No dia seguinte, perguntou ao professor de história, o cara menos estúpido daquele antro de almas penadas, o que significava aquilo. O jovem respondeu que não era nada, que devia ser brincadeira do pessoal do terceiro ano. Quando deu-lhe as costas ele acrescentou: - É melhor ficar esperta. Eles adoram judiar dos novatos. Aquelas poucas palavras, quem poderia imaginar, selou uma amizade que duraria o tempo que a filha do casal de bancários, transferidos da capital para aquele fim de mundo, permaneceu entre nós.

Ao contrário dos da sua idade, ela passou a preferir a companhia do professor e costumeiramente o visitava em sua casa. Os pais, inicialmente, não viram com bons olhos aquele relacionamento mas, ao perceberem que o temperamento da filha havia sofrido uma ligeira modificação (só não atinaram se para melhor), acabaram por decidir dar-lhe completa liberdade de movimentos. Quem sabe assim conseguiriam alcançar a serenidade necessária para tocar o dia a dia. Porém, serenidade era o que menos havia na conturbada vida de Jennifer. Às voltas com a hostilidade dos colegas que espalharam pela escola inteira seu envolvimento com as “artes das trevas”, não raro era acusada de emporcalhar-se com salgadinhos e cigarros. Ela ria e debochava daqueles manés, pouco se lixando para o que achassem ou pensassem dela, até que um dia o professor perdeu o controle.
- Sei lá... Acho que posso acabar apaixonado por você.
- Você apaixonado por mim?! Tá louco?
- Porque, não sou capaz de amar.
- Nunca me passou pela cabeça namorar quem quer que seja, muito menos você.

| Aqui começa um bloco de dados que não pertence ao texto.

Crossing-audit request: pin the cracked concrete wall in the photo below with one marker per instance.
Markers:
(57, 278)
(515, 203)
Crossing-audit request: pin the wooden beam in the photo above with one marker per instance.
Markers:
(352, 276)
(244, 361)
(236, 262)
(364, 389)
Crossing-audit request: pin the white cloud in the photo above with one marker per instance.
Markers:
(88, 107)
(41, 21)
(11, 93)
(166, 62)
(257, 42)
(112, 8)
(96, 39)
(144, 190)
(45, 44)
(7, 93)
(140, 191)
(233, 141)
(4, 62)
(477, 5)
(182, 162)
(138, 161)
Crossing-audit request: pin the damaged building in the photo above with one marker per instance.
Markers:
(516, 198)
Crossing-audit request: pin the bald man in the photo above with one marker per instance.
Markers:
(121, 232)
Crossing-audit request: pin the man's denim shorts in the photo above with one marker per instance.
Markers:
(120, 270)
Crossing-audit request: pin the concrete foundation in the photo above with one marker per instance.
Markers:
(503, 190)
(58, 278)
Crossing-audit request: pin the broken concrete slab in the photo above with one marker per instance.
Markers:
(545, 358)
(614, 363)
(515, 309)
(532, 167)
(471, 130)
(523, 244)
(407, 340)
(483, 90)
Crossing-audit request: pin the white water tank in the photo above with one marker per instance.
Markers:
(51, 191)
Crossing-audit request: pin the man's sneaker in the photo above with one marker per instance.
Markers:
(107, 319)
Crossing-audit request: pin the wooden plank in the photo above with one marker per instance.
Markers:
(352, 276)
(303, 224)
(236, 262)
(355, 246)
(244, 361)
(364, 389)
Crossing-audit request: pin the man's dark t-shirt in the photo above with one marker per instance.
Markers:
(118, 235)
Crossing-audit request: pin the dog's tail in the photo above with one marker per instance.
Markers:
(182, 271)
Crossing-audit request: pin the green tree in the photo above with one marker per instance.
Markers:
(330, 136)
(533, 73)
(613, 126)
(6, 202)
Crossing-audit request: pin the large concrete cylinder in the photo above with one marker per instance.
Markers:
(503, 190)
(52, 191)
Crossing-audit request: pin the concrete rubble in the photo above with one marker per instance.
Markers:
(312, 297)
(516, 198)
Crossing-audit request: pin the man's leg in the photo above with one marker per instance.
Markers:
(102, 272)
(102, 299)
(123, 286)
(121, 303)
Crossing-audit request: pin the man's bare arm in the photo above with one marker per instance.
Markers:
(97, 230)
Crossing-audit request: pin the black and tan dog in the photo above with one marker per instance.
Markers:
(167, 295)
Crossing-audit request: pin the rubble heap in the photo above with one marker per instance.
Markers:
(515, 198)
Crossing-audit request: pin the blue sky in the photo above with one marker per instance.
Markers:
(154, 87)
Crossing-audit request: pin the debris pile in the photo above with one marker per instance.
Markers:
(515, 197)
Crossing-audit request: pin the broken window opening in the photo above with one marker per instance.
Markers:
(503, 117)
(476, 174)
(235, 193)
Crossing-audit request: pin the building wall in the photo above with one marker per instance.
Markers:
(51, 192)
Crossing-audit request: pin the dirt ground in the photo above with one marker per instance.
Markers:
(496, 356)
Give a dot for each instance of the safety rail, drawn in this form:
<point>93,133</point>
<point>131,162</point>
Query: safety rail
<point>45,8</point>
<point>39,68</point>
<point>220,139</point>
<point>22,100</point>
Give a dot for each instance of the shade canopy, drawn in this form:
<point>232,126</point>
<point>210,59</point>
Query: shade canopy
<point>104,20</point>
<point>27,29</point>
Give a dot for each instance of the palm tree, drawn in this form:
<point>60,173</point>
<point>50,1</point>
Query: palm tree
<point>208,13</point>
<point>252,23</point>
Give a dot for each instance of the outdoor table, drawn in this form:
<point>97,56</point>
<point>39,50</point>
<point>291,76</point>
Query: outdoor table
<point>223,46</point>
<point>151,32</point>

Não, aquela amizade não podia continuar. Ele, a colocá-la naquela situação! Quem ele pensava que era para vir com aquela história de paixão? O mundo não tinha mesmo solução, precisava encontrar um refúgio, precisava fugir de tudo aquilo. Reparem que ela não sabia que o amigo tinha um medo danado de se envolver. Pela cabeça do franzino professor costumava passar uns pensamentos um tanto quanto sinistros, sei lá, coisas de maldição, pecado... Coisas que costumavam arrepiar-lhe os cabelos da nuca cada vez que ocorria-lhe lembrar-se de algumas passagens do seu sistemático passado. Vinha evitando a todo custo “contaminar” a menina mas, a carne, como todos sabem, é fraca e a alma perversa, ao ficar entre a cruz e a espada optou por despejar seus dissolutos desejos sobre aquele pobre coração que, sem ferramentas adequadas para lidar com qualquer situação, saiu em debandada. Ficaram de cara virada durante boa parte do semestre. Jennifer, matando aula, indo trancar-se no banheiro para dar asas a sua imaginação. Ele, a inventar desculpas para encobrir suas fugas. E a pensar ainda que talvez a amasse.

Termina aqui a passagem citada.